Ansonsten is der Sound wirklich klasse außer ohne vibration macht es nicht so viel spaß!!!

!#THX for answers#!


----------



## Herbboy (5. August 2009)

vlt. gilt das nur für games, die auch sonst force feedback effekte haben?


----------



## DrSin (6. August 2009)

Onboardsound? Vista? Wenn ja, Bassmanagement aktivieren  Dann gehts


----------



## mistamagma (4. Juni 2010)

Hey, bei mir funzt Das Vibrieren auch nicht,ich hab win7, wo ist dieses Bassmanagement ??


----------



## Scholboy (4. Juni 2010)

sry doppel^^


----------



## Scholboy (4. Juni 2010)

hmm nimm doch ein altes gamepad mit force feedback und schnalls dir ans hirn xD dann kriegst auch vibrationen 

mal zum theam, wie funkt den das? per bass oder force feedback?


----------



## CheGuarana (4. Juni 2010)

Also mein Kave, welches ich jetzt schon eine Weile habe vibriert auch nicht. Wie soll denn sowas funktionieren?

Jetzt wo ich auf die Verpackung sehe fällt es mir aber auch auf - da steht "Adjustable vibration".


----------



## $.Crackpipeboy.$ (4. Juni 2010)

Das funzt nur wenn das Headset echt laut ist, und mann ne Soundkarte hat wo man Bassmanagement und so einstellen kann...hatte das Kave auchmal...hab es dann gegen ein Medusa getauscht...da funzt es auch so zum Glück...nutze trotzdem eine Asus Xonar D1 Soundkarte wo man dies Einstellen kann...

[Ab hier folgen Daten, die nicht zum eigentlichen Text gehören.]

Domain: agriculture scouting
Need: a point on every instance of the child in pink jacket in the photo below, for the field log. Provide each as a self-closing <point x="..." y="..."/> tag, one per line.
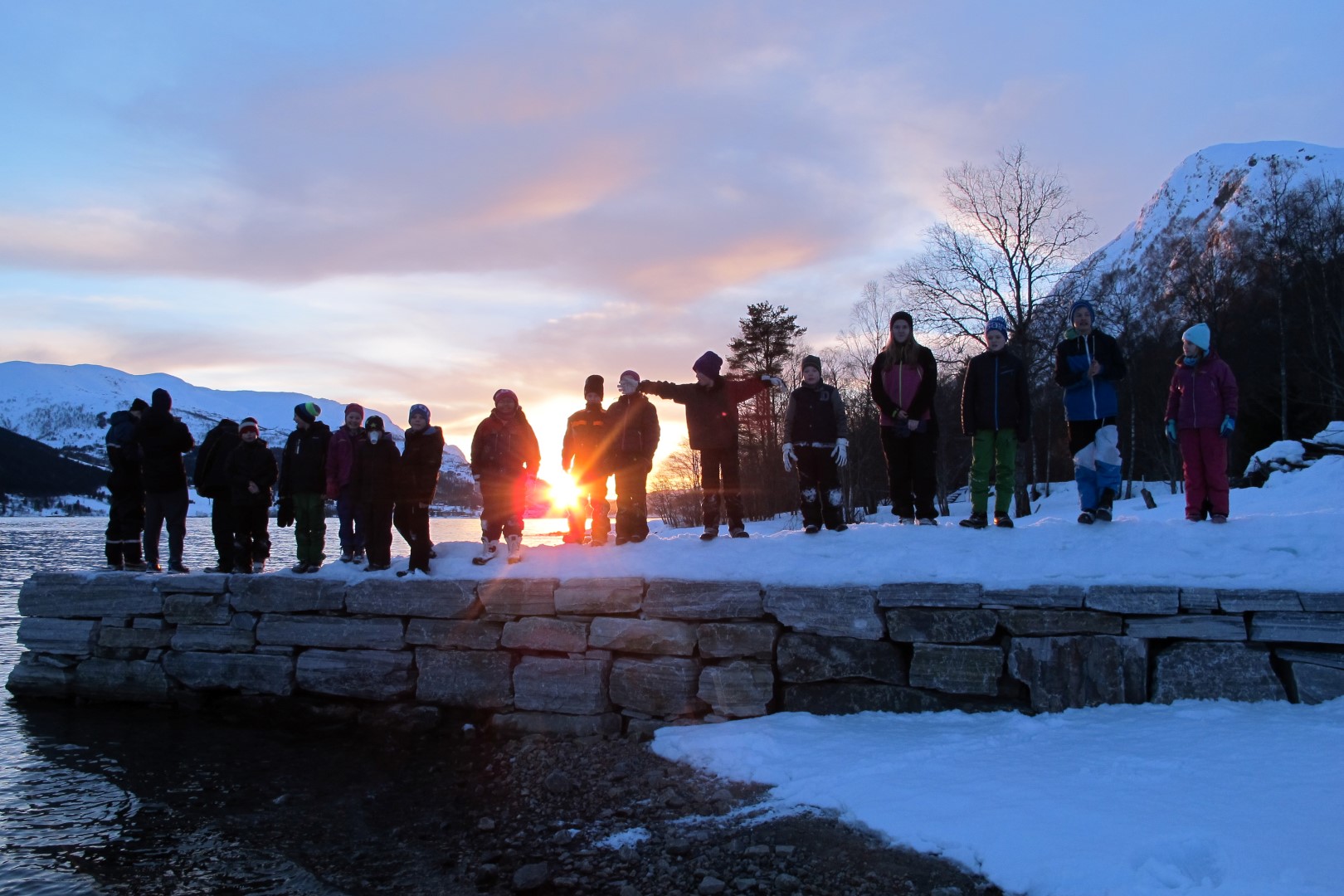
<point x="1200" y="416"/>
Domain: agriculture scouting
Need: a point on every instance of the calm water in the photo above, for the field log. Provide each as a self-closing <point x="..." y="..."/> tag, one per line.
<point x="116" y="800"/>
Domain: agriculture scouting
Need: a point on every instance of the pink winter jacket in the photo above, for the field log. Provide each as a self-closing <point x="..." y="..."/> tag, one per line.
<point x="1202" y="395"/>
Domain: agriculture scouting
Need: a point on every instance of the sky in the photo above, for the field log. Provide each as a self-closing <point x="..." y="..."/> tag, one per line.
<point x="426" y="202"/>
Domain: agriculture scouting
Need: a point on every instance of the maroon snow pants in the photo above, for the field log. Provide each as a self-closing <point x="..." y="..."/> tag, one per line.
<point x="1203" y="455"/>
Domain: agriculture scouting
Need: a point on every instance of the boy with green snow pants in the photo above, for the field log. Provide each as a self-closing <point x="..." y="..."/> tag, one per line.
<point x="996" y="412"/>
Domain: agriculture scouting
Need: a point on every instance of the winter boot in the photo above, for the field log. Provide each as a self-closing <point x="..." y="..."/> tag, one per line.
<point x="489" y="550"/>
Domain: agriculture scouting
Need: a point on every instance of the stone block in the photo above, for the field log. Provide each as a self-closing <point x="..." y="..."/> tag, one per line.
<point x="416" y="597"/>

Würde euch auch eine Asus Xonar Sounkarte ans Herz legen ne D1 wie ich habe reicht eigentlich aus...

Hoffe konnte helfen.


----------



## peppnick (6. Juni 2010)

stellt doch mal euer bass kanal auf höchste stufe, hat bei meinem alten medusa auch geholfen


----------



## mistamagma (6. Juni 2010)

soo, jetz  Vibriert es ein bisschen, mich hauts aber aber trozdem ned so von den socken.


----------



## CheGuarana (6. Juni 2010)

Naja warscheinlich macht das der Onboardsound einfach nicht mit, kann man wohl nicht ändern.
Das Kave bleibt trotzdem mein Liebling.


----------



## mistamagma (7. Juni 2010)

ja das Kave is geil, auch der fette bass, ich meine das Vibrieren, ich hab mein kave auch schon 6 Monate 

welche Soundkarte empfielst du ?!!


----------



## peppnick (11. Juni 2010)

> soo, jetz  Vibriert es ein bisschen, mich hauts aber aber trozdem ned so  von den socken.


ja und was hast du gemacht?

soundkarte: wie wäre es mit der vreative x-fi titanium?


----------



## DrSin (11. Juni 2010)

Bei ner X-Fi isses anders als bei Onboard Sound.
X-Fi muss die Bassumleitung und die Bassverstärkung aktiviert werden.
Bei Onboard Sound kann man das ganze über die Systemsteuerung machen.
Allerdings lässt dann auch der Druck vom echten Bass nach.


----------



## heizungsrohr (12. Juni 2010)

Also ich kenn das mit den Vibrationen bei Headsets nur, dass es neben dem Klinkenstecker nochn USB hat und die Vibration ohne weitere Einstellungen über den Bass im Ton kommen. Das Headset schaltet dann automatisch das Vibrieren dazu.


----------



## DrSin (13. Juni 2010)

Beim Kave ist der USB Stecker nur für die Stromversorgung und Lautstärkeregeöung da.


----------



## Skund (23. August 2012)

Der Thread ist zwar schon älter, aber bei Googlesuche auf Platz 1, daher schreibe ich hier meine erlangtes Wissen nieder.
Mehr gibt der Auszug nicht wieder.